The second test was conducted at middle resolutions. The playability is not high due to a weak 550 MHz CPU. But the difference in middle frames per second is at the same level - 2..3 fps. Since the performance is mainly limited by the video card at middle and high resolutions, the CPU has enough time to process both soft and hardware sound. The differences between the 'NoSound' mode and the program sound are slight, and become even less distinguishable with an increase of resolution or the CPU performance.
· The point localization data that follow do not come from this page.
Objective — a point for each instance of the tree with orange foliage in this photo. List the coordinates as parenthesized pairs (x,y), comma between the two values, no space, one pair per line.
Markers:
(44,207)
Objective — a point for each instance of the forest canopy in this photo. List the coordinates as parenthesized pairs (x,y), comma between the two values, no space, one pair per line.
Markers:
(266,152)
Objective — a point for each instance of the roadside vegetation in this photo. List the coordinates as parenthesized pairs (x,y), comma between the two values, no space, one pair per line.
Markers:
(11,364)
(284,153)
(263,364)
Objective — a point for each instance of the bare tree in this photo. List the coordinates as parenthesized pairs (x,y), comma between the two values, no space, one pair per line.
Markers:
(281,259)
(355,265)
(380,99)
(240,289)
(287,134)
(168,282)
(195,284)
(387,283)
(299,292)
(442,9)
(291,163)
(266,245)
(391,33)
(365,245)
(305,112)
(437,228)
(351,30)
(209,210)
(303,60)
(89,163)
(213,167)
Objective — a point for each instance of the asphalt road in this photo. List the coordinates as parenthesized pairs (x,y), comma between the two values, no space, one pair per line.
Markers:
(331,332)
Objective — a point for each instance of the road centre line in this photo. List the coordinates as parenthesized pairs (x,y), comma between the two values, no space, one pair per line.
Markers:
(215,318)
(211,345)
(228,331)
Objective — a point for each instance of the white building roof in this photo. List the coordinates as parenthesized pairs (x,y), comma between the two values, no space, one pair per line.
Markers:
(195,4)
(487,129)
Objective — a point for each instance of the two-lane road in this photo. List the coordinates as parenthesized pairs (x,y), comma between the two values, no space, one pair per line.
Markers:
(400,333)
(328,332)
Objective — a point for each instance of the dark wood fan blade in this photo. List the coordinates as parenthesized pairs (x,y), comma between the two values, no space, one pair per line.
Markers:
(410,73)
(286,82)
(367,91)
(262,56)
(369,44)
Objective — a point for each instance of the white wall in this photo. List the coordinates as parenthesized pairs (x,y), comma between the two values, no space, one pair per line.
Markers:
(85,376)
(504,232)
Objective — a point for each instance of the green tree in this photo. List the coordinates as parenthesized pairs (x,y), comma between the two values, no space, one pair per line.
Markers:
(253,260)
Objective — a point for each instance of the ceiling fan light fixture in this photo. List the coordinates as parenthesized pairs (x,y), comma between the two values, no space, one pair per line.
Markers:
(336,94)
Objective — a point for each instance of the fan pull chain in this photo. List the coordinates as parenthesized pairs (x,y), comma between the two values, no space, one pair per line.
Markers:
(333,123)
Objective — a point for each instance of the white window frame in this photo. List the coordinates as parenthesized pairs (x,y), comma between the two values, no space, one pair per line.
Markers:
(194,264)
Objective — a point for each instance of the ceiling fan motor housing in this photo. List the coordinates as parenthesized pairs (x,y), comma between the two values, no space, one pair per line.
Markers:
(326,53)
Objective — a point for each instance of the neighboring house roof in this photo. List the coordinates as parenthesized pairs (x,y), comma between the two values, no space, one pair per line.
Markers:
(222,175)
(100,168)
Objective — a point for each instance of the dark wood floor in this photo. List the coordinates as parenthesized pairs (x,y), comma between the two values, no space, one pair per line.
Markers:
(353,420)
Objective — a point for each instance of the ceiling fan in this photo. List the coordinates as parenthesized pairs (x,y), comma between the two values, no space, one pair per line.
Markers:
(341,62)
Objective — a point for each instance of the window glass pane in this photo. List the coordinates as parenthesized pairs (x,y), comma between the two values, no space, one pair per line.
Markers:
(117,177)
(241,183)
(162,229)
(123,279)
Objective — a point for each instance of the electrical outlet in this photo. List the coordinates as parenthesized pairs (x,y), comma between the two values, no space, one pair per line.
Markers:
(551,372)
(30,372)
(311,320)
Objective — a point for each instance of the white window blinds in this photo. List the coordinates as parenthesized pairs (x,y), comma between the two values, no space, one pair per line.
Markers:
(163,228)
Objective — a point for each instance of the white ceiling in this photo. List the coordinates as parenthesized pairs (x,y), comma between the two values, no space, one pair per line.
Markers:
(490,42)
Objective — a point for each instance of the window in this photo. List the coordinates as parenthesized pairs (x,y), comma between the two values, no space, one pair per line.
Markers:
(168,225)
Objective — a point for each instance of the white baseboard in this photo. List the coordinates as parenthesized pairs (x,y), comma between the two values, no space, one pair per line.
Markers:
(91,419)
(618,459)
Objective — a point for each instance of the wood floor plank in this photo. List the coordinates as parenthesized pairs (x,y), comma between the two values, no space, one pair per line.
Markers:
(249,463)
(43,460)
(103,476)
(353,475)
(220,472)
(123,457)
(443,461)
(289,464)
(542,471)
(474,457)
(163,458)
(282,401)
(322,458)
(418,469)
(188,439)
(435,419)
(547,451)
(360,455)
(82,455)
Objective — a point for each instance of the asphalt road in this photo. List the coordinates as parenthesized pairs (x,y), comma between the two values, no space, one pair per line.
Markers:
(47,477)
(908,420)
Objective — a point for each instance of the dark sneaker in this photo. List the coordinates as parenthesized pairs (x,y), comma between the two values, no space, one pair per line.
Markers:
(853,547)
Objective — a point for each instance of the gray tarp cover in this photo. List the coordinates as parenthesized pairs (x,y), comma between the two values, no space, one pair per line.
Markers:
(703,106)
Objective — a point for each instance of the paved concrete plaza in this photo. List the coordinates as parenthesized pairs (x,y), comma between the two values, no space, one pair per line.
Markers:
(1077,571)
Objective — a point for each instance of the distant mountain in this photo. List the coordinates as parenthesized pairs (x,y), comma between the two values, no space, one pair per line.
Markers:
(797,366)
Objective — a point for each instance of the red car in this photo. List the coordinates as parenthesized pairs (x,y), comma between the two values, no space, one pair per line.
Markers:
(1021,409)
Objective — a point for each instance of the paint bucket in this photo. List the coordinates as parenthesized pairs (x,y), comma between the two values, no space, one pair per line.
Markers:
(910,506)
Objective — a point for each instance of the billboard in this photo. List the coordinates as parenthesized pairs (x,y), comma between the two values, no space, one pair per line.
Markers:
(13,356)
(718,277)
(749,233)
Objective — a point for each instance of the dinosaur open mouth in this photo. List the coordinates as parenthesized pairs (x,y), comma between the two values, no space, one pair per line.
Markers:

As for the quality of the sound, I haven't noticed any difference between the Hercules and the SoundMAX. The Live! 5.1 sounded just a bit better: there were more high frequencies, separate sounds were better heard in the general sound atmosphere. By the way, this demo tests very good the real quality of mixing of many sound streams - sources of the sound on a game scene. And there are at least 3 dozens of sounds there! :) Maybe the MIDI of the Live! is unclaimed, but it has algorithms of mixing of several tens of sound tracks in the excellent 32-bit quality without losses in sharpness and juiciness of sounding with the perfect reverberation... It is interesting whether someone one day will be able to win from the "king of sound Live!". On the other hand, I can't say that all those nuances and differences are critical. On cheap plastic speakers you might miss half of sounds, not counting finer details... And of course, for the integrated sound the shown quality is more than just good! It seems that Intel knowingly concluded an exclusive contract with Analog Devices for this technology till the end of the year.
And what about the multichannel sound?
we asked the Intel developers. They answered that to provide flexibility for OEM companies and to reduce initial expenses of buyers the mainboards will be equipped with only a stereo codec. And to extend the possibilities, be it 6-channel sound or a digital S/PDIF-output, there is a separate CNR extension card. We hope to fetch these sound CNR cards as soon as possible, and then we will tell you about all advantages and disadvantaes of such solutions in a separate article.
The integrated sound SoundMAX with SPX from Intel and Analog Devices showed that one can make an excellent thing from a program solution, which won't yield to much more expensive hardware solutions either in functionality or in quality.